In the present example, #a=-10# and #r=0.2# so the answer is #(-10)/(1-0.2)=-10/0.8=-10 * 5/4 = -25/2 = -12.5#.
To derive the formula #sum_{n=0}^{infty}a*r^{n}=a/(1-r)#, consider the #k^{th}# partial sum #s_{k}=sum_{n=0}^{k}a*r^{n}#. Multiplying both sides of this equation by #r# gives #rs_{k}=sum_{n=0}^{k}a*r^{n+1}=sum_{n=1}^{k+1}a*r^{n}#.
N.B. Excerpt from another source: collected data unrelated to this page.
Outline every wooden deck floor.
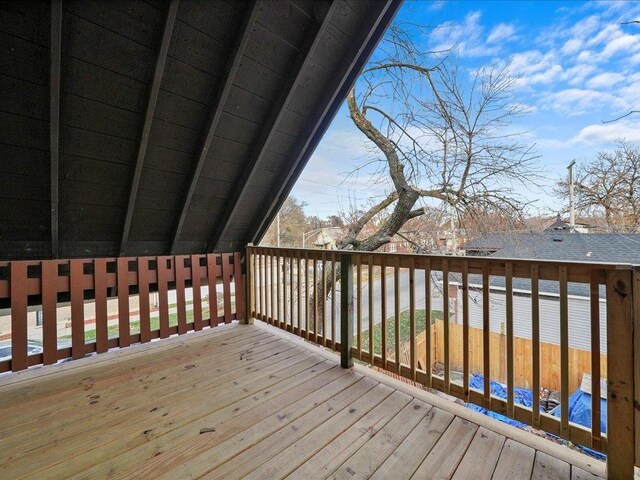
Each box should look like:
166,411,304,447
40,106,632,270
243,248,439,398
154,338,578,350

Therefore, #(1-r)s_{k}=s_{k}-rs_{k}=a-ar^{k+1}#, implying that, when #r !=1#, #s_{k}=(a(1-r^{k+1}))/(1-r)#. (When #r=1#, then #s_{k}=(k+1)a#.)
If #|r|<1#, then #r^{k+1}->0# as #k->infty#. This leads to the conclusion that
#sum_{n=0}^{infty}a*r^{n}=lim_{k->infty}s_{k}=(a(1-0))/(1-r)=a/(1-r)# when #|r|<1#.
When #|r| >=1#, then the sequence #(r^{k+1})# diverges, making #(s_{k})# diverge, leading to the conclusion that the series #sum_{n=0}^{infty}a*r^{n}# diverges.